Salut tout le monde! If you remember reading my last post, Voyageur du monde, you may remember that I hinted at another upcoming voyage, but I did not reveal my destination. My country count is now officially at four, as I just returned from a trip to Paris! What a weekend that was! Before heading off, I had quite a few expectations of the city, all of which are possibly the most cliché images one could produce of the city. This included wanting to eat crêpes at the Eifel Tower, hearing accordion players at various street corners, and going on long walks through the city’s gardens and famous streets, namely the Champs Elysée. But against all the stereotypes, I was most excited about just being in the presence of such history and culture. Not to mention the fact that I’d be able to visit a European capital city with such importance for politics, finance, and culture.

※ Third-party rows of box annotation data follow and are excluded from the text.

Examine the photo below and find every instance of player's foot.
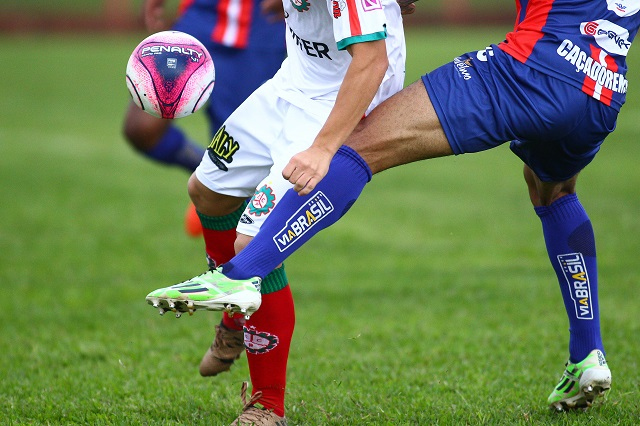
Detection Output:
[231,382,287,426]
[200,323,244,377]
[184,203,202,238]
[547,349,611,411]
[146,269,262,318]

As always, the first thing that I was super excited about upon arriving in Paris was the fact that I could speak the language of the country. I didn’t have to ask someone at an information window to speak English, but instead, me and my friends who traveled together (other exchange students at UNIL) could all pose our questions in French and continue practicing our language skills. I also have to say that knowing the language definitely enriched the experience for me. The first site we visited was the city catacombs. Buried 45 million years under the Earth, the catacombs are the city’s former stone mines where the materials to build structures like Notre Dame Cathedral were taken from. As a more touristy twist, they have been turned into the burial site of more than six million people. Posted throughout the catacombs were writings, in both French and Latin, with very thought provoking quotes about human nature. Without knowledge of French, I would have missed out on what became my favorite part of the catacombs!

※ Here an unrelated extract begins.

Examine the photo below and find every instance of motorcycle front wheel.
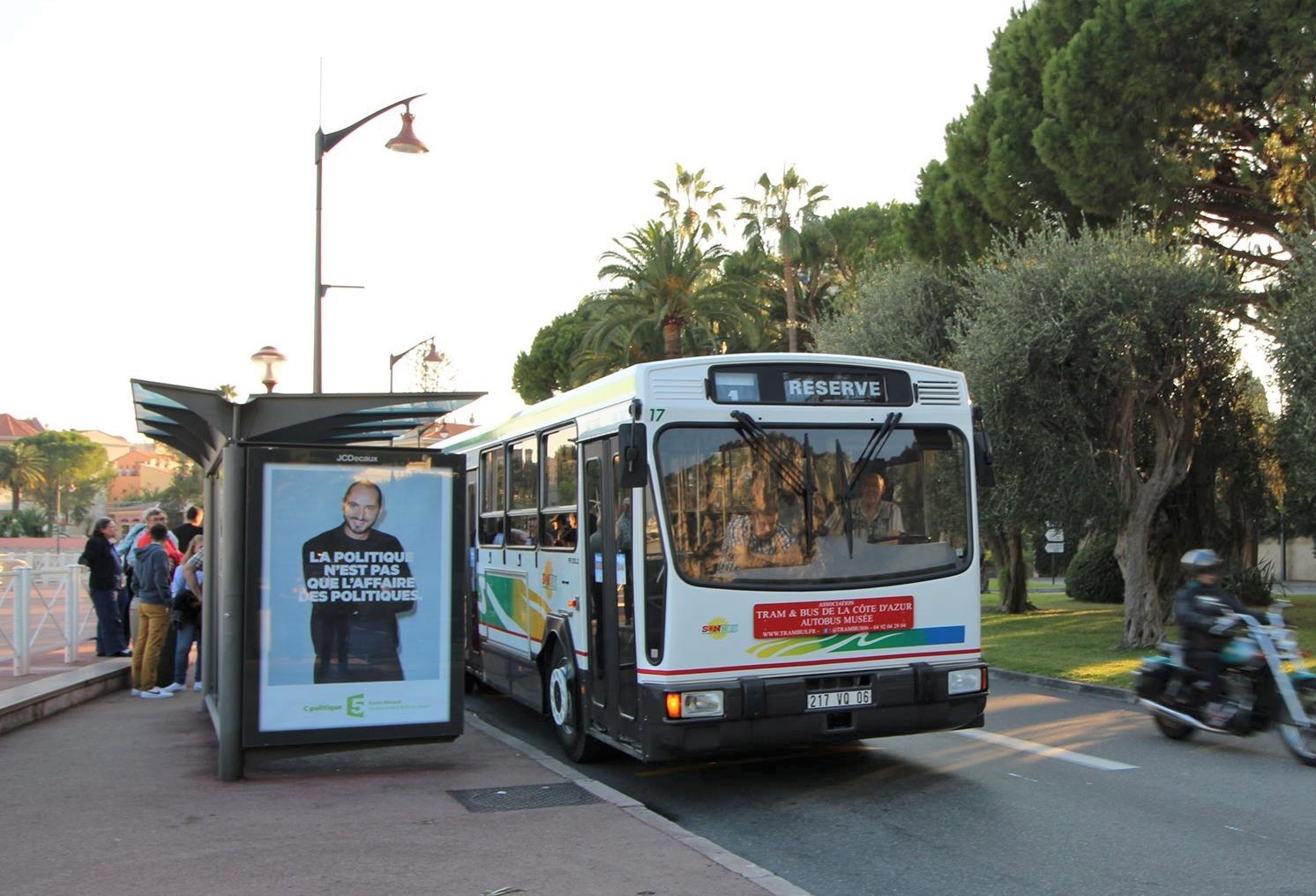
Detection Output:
[1279,679,1316,765]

Of course, our tour of the city moved above ground after our first stop. We later found ourselves visiting an old train station turned museum, le Musée d’Orsay, where we saw the works of some famous artists I had first learned about in elementary school, such as Monet! My group and I had all decided that it was a necessity to go to a museum in Paris, even though not all of us were crazed for looking at art, just because it was such an important part of the city.
We found ourselves right downtown in the city when we left the museum, and by that point we all had food on our mind. After meeting up with a friend from France who had studied abroad at U of R last semester, we went off for our first real adventure into French cuisine. Luckily, our local was able to help us out with choosing some of the more traditional French dishes. I definitely branched out when I chose a duck dish for my dinner, and tasted my friend’s dish. She had ordered something called tartare de boeuf, which is essentially raw, ground meat with various seasonings for flavor. If you thought sushi is a terrifying concept, think again. I was at first really hesitant to try this, since all of my prior food knowledge was telling me something like this needed to be cooked, but I figured if French people can eat it, so could I, so I decided to be open and try it. I rewarded myself afterwards with crêpes, and then we finally made our way to the Eifel Tower.
That being just our first day in Paris, it would require a much longer post for me to recount everything that we did during this trip. Four days in the city gave us the opportunity to see and do so many things, from just aimless touring to visiting some historical museums as well, notably L’Hôtel des Invalides, a a military hospital that Louis XIV ordered to be built for his forces in 1670. In some of the areas where the walls were newly renovated, it became so easy to place yourself in this time period, and feel like you were a part of it for a moment. It was an amazing feeling, when looking up at all of the stone walls and blue roofs. We also got to see the tomb of Napoleon in Les Invalides, which for a history nerd such as myself was pretty exciting.
Did Paris live up to my expectations? It certainly did, and then some. In the end, I don’t think that I embodied the clichés that I felt like I would before heading off, minus the fact that me and my group all bought berets the very last day and wore them through the airport and all the way back to Lausanne. I do count on the fact that I will be back there one day, but as always, coming back to Lausanne a third time from a trip abroad helped to solidify just how special I regard this city and country, as my first ever home away from home.